To my knowledge the first (and until recently, only) implementation of maximal statistic permutation testing with TFCE was FSL's randomise. An SPM-compatible Matlab implementation of maximal statistic permutation testing has long been available in the form of SnPM, but this package allowed only voxelwise and clusterwise corrections, not TFCE. The recently implemented CoSMoMVPA package now provides TFCE support in Matlab, though it's integrated with the rest of the package, and so may require some cajoling if the correction is all you want. Anders Eklund's awesome BROCCOLI package has a Matlab wrapper for ordinary use, but the base code is programmed in OpenCL (it's super fast because it relies on GPUs) which renders it accessible to considerably fewer researchers. There may be other Matlab options out there, but if so I haven't been able to locate them.

To help fill this space, I've put together a small package I'm calling MatlabTCFE. I wrote this package to provide a very simple way to conduct maximal statistic permutation testing with TFCE for the most common random effects analyses (t-tests, correlations, and ANOVAs) in Matlab and with no dependencies. The package is pure Matlab, works directly with (NIfTI) images (.img/.hdr or .nii format), and has no external dependencies (so no SPM/FSL/AFNI/BrainVoyager/etc. required). It's more limited than randomise - in that it does not provide an option for custom design matrices - and does not provide surface-based TFCE like CoSMoMVPA, but nonetheless should suffice for a high percentage of real world use cases. However, if speed is what you're looking for - and permutation tests do take a while - then BROCCOLI is undeniably a better choice.

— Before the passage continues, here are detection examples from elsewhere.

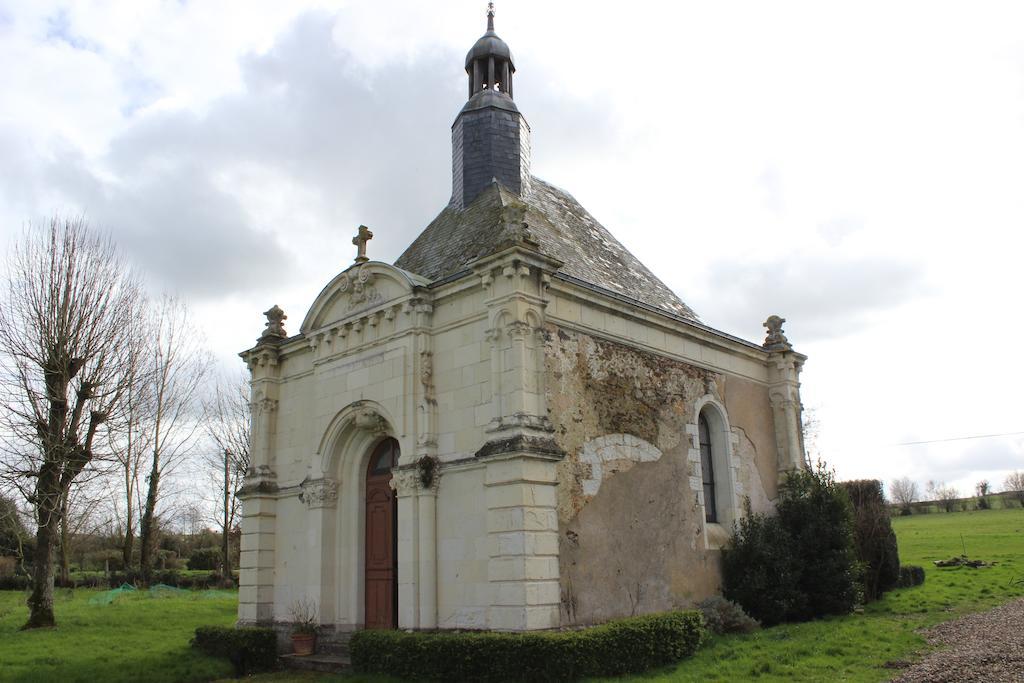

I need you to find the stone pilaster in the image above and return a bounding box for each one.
[239,485,278,626]
[392,458,439,629]
[238,306,288,625]
[764,315,807,475]
[485,451,560,631]
[299,478,338,624]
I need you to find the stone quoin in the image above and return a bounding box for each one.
[239,5,806,640]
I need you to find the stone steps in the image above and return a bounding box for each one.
[278,652,352,674]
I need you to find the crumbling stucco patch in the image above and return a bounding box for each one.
[580,434,662,497]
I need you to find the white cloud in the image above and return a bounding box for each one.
[0,0,1024,493]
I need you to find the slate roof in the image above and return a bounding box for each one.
[394,177,698,322]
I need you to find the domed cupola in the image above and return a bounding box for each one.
[466,2,515,97]
[451,2,530,209]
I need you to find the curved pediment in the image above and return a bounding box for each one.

The first proper release of MatlabTFCE is available on my github page (linked above). It provides a (very minimal) GUI for those who like such things, but all functionality can be accessed from the command line through the matlab_tfce.m function (the documentation for which describes how to request the various implemented tests). I've validated the TFCE transformation itself, as well as the results of the one-sample/paired t-tests, directly against FSL. There's also an included demo which demonstrates that all tests achieve proper FWER control under trivial conditions (i.e. using simulated data that's not realistic to the fMRI context). I've tested the package on Matlab versions back to 2011b, and a variety of systems (Windows 7/10, Linux cluster). However, there's a limit to how much testing one person can do, so I very much welcome additional validation/testing, bug reports, and pull requests! Any suggestions for improving the (memory and speed) performance of the ANOVAs would be particularly appreciated. This is really my first attempt to produce software for general consumption (outside of web applications) so apologies in advance for any remaining issues that may crop up or not-so-best practices I inadvertently followed.